2. Change-over - The often overlooked by commentators part to this equation is that economists often show equivalence as if two systems were already in place and would remain in place. Imagine changing from our system to a Huckabee system. If your want of my contemporaries, it probably sounds fine, but if you are one of my parents', it probably doesn't. Let's say you turned 65 and retired the day the change took place. Over your whole career, your labor was taxed, and now that you are living off your savings, your labor is being taxed again! this time by taxing your future consumption. I never heard it mentioned, but Huckabee's plan was a huge one-time tax increase on older people.

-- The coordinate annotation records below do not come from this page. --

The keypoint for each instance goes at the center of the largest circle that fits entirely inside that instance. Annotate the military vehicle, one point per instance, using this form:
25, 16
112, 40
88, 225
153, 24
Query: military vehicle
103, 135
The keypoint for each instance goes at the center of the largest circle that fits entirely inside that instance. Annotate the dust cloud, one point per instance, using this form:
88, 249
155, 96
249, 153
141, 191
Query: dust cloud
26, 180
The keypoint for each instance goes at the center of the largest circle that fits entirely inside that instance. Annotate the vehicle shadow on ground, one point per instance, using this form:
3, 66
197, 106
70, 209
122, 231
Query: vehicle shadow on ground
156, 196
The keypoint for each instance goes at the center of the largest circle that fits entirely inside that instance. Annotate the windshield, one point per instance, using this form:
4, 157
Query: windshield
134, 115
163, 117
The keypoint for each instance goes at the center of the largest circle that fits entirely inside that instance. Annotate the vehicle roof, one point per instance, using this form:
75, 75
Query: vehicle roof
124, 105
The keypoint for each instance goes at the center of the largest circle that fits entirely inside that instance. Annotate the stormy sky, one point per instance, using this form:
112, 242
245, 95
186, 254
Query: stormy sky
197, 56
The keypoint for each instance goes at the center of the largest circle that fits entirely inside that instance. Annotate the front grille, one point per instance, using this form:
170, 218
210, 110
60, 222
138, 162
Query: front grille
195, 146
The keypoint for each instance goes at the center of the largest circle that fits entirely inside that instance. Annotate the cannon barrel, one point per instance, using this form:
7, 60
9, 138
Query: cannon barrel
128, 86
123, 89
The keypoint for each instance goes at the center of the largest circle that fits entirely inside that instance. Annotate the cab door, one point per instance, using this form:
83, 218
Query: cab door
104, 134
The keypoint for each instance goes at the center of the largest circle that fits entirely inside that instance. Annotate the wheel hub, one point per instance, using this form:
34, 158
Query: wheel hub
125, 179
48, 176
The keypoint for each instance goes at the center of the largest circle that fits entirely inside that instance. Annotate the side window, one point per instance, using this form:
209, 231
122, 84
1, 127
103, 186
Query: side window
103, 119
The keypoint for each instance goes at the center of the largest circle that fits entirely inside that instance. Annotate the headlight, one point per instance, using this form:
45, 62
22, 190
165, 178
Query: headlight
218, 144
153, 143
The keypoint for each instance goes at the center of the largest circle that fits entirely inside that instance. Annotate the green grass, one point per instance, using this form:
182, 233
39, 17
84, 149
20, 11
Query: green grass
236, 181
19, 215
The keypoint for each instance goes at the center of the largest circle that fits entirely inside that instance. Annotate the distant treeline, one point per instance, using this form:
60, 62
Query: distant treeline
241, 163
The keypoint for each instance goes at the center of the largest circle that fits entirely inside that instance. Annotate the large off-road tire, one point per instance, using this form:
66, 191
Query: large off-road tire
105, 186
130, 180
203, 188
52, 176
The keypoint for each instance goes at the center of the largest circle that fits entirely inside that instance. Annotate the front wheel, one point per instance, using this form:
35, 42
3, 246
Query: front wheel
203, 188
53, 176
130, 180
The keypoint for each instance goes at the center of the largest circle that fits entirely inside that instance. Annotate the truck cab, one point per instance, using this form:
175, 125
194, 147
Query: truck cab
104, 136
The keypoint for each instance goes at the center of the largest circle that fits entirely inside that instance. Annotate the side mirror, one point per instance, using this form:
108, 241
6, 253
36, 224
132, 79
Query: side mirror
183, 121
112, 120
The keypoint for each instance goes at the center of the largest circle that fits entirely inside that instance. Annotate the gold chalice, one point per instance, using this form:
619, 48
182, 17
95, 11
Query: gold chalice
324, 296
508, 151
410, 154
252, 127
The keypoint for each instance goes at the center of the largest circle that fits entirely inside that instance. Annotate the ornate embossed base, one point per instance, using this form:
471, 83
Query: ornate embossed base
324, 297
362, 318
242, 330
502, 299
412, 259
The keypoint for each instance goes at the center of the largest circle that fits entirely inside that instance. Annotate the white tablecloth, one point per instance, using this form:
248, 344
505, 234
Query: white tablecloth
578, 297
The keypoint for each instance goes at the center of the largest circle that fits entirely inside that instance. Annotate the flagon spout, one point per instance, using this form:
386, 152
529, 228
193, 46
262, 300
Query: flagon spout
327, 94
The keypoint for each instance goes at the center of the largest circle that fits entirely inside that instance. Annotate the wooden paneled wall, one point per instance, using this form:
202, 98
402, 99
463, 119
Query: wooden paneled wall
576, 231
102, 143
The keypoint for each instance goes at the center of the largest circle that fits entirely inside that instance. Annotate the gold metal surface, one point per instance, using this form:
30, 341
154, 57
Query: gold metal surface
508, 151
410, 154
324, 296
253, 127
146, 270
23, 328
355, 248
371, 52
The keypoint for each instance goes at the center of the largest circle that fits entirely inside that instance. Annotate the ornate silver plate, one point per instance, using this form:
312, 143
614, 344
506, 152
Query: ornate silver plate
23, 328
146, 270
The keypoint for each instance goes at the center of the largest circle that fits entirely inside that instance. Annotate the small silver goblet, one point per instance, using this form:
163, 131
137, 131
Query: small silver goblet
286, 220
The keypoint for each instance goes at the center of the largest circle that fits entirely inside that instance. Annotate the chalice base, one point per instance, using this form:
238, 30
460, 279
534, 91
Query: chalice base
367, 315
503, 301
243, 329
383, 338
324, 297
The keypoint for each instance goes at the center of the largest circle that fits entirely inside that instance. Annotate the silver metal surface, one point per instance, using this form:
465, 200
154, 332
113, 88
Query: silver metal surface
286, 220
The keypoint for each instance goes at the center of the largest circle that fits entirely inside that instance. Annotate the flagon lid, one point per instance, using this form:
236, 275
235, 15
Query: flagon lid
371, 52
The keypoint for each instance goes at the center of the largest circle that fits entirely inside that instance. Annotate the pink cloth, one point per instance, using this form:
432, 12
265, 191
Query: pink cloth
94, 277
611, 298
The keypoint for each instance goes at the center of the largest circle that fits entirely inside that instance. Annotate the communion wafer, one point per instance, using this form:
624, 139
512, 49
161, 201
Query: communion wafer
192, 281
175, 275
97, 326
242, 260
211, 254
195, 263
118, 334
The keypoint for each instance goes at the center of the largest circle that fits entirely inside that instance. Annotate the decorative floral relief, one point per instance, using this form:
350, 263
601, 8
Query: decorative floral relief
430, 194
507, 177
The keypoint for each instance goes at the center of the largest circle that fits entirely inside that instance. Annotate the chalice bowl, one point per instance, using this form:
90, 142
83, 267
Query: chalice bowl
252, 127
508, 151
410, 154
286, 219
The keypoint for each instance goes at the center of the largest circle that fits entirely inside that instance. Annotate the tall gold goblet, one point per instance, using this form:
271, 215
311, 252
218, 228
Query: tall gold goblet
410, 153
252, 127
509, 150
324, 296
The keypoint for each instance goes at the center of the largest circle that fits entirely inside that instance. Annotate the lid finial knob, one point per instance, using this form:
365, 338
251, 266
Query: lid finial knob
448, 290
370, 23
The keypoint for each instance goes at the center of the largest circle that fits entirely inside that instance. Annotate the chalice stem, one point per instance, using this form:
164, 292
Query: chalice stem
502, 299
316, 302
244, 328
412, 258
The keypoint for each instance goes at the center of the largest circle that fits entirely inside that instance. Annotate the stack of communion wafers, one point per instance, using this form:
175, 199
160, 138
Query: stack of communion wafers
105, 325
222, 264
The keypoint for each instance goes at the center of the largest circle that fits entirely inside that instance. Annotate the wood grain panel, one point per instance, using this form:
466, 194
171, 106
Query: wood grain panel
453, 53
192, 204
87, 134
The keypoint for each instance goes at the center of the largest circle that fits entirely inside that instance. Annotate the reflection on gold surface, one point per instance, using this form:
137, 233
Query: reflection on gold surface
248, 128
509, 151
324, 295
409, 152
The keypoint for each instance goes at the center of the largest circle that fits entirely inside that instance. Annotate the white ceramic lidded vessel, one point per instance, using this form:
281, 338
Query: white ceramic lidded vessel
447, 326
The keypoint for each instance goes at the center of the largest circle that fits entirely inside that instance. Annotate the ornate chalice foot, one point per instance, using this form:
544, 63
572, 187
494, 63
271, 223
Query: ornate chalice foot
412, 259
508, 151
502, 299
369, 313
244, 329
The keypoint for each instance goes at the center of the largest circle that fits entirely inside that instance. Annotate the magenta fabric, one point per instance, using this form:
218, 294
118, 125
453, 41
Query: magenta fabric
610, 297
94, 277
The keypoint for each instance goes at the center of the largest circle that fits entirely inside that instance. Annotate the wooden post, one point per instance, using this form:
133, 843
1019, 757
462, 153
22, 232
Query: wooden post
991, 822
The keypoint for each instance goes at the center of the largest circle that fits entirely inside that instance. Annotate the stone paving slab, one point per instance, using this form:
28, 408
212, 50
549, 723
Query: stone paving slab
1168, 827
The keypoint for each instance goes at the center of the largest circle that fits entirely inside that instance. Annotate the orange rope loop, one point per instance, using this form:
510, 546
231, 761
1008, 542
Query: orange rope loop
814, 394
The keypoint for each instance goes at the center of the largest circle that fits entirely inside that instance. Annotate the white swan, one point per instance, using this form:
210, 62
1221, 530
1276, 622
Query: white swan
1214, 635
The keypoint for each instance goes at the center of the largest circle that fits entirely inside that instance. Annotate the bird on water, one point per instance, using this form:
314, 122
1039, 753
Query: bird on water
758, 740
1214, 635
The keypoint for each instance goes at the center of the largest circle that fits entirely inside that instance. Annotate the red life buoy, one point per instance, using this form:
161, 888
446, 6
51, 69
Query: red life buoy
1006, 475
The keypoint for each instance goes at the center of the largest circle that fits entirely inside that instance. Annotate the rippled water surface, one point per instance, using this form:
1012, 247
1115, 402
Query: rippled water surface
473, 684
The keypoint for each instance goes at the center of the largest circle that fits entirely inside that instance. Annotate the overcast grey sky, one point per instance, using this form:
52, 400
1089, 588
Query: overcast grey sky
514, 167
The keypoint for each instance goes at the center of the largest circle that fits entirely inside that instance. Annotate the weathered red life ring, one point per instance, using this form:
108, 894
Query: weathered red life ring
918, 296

3. Affect on Size of Gov't - This seems to be one of the most contentious parts of tax debates and also the part that has the least and most ambiguous evidence. Some argue that when people don't see a tax directly like the VAT, they don't fight against them as hard, so government gets bigger. In reality, government growth appears pretty unrelated to the way taxes are collected.
One final point: These tax plans are generally identified with Republicans, but as a moderate lefty, it's still quite easy for me to find an acceptable version. For a consumption or VAT tax, you'd just have a standard deduction that everyone would get back. The tax rate compared to the deduction determines how progressive the tax is. If the standard deduction is 0, and the tax rate was 20%, it wouldn't be progressive at all. If the standard deduction was $5,000 and the rate was 30%, the very poor would pay almost no taxes with some paying negative taxes. In terms of Forbes' flat tax, it just requires adding a large expemption (no income up to say $25,000 is taxed) and possibly an Earned Income Tax Credit (if you worked but made less than $15,000, the gov't pays you).